The simulations, says Page-Ramsey, have helped the staff communicate more clearly with one another and is helping the team more effectively coordinate care.

“They feel more comfortable when they encounter actual emergencies.”

Dr. Patrick Ramsey, also at University Hospital and UT Health San Antonio, agrees. He says he sees the simulations as a practical step in the state’s fight against maternal mortality and morbidity. As the medical director of the hospital’s maternal transport and outreach team — doctors and nurses from the center regularly visit smaller hospitals in the South Texas region, staging simulations and offering training — he’s taking the practices that have been so effective in San Antonio to a wider community.

“These are emergencies that happen once a year, once a week, once a day, depending on how large the hospital is,” says Ramsey, who is Page-Ramsey’s husband. “So we want to work efficiently as a team and feel comfortable in those situations.”

The simulations also help OB teams prepare for the upcoming maternal care designations, which the state of Texas is set to begin rolling out in the next year. “The simulations are part of the designation, and then the goal is to carry those out to other, smaller hospitals to increase their training as well,” Ramsey says.

And that training is effective. “It’s amazing the difference you can see in a team’s confidence level after a day of training,” says Allison Moreno, one of the nurses on the outreach team. “They feel really empowered by the end.”

That empowerment is a goal, says Page-Ramsey, and she and her team have worked hard to ensure that the new simulation culture is comfortable for the staff that participate.

“We don’t want people to feel put on the spot or embarrassed,” she says. Rather, the simulations serve as team-building and strengthening exercises. After every simulation the team runs through a de-brief in which members of the team are encouraged to point out challenges and share successes.

“That brings people closer, and helps us respect each other’s roles in the setting and realize what value they bring to the team,” says Page-Ramsey.

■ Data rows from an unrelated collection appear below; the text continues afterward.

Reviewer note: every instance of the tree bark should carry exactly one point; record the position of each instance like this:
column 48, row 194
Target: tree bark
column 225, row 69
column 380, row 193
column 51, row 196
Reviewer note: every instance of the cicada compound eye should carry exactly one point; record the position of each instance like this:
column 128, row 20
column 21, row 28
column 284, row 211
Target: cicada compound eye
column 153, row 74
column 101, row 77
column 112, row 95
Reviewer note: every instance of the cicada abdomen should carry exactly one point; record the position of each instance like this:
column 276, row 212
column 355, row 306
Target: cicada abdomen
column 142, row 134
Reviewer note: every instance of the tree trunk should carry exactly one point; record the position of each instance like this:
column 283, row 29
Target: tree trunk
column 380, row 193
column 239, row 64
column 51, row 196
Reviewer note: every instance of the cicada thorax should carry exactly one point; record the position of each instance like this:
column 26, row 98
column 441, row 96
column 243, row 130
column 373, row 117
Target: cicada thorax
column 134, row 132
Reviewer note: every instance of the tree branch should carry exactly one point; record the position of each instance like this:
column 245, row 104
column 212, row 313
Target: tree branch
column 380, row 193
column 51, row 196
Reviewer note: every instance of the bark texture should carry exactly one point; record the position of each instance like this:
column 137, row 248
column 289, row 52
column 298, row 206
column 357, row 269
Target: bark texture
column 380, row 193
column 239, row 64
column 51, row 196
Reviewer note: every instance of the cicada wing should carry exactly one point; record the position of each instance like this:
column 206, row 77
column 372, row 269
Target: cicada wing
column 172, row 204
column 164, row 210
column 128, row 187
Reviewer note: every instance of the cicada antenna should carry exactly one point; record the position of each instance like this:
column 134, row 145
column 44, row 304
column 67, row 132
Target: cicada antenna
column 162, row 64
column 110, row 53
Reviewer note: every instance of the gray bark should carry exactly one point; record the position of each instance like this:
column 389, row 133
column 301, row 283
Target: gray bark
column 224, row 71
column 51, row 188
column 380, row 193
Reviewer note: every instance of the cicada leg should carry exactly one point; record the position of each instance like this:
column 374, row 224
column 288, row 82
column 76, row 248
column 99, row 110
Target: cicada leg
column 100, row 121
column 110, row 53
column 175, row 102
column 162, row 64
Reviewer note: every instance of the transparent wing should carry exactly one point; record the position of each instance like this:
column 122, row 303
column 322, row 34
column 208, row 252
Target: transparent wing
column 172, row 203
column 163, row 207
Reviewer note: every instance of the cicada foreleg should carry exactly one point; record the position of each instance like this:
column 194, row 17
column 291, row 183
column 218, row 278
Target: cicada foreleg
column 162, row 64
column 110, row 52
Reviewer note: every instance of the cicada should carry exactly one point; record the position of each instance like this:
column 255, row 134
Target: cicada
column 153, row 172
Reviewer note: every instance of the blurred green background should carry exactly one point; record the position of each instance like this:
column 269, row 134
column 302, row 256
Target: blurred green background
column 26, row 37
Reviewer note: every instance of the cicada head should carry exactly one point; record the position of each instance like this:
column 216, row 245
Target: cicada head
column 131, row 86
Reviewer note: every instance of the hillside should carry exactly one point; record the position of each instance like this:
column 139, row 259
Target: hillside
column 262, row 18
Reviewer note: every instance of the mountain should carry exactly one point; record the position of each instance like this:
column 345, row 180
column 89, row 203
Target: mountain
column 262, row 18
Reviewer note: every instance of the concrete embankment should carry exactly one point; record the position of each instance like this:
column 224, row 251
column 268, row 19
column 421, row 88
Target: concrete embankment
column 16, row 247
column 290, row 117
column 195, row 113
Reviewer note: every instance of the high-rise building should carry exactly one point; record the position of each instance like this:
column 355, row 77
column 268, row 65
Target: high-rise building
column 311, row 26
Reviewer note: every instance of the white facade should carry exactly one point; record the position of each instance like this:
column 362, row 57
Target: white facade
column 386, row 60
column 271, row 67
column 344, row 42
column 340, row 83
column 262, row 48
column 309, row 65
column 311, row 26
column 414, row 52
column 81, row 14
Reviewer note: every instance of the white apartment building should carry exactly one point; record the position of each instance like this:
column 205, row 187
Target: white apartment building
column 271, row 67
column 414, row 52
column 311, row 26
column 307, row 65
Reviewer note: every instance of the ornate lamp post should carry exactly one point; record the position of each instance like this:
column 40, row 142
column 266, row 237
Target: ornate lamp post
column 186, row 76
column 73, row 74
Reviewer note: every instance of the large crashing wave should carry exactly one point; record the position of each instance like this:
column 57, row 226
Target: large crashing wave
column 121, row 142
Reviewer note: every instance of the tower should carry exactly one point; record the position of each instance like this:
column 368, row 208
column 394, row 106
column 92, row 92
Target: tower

The simulations also offer another way to train new physicians and nurses. After the most recent drill, Page-Ramsey says she’s especially proud of the way resident Dr. Brittanie Hagen handled the emergency.

“There’s really this sense of ‘these guys have got this,’” she says. “And that’s what you want when you’re getting ready to send someone out. She’s going to a small, rural hospital, and I know she’s going to be able to take care of her patients, no problem.”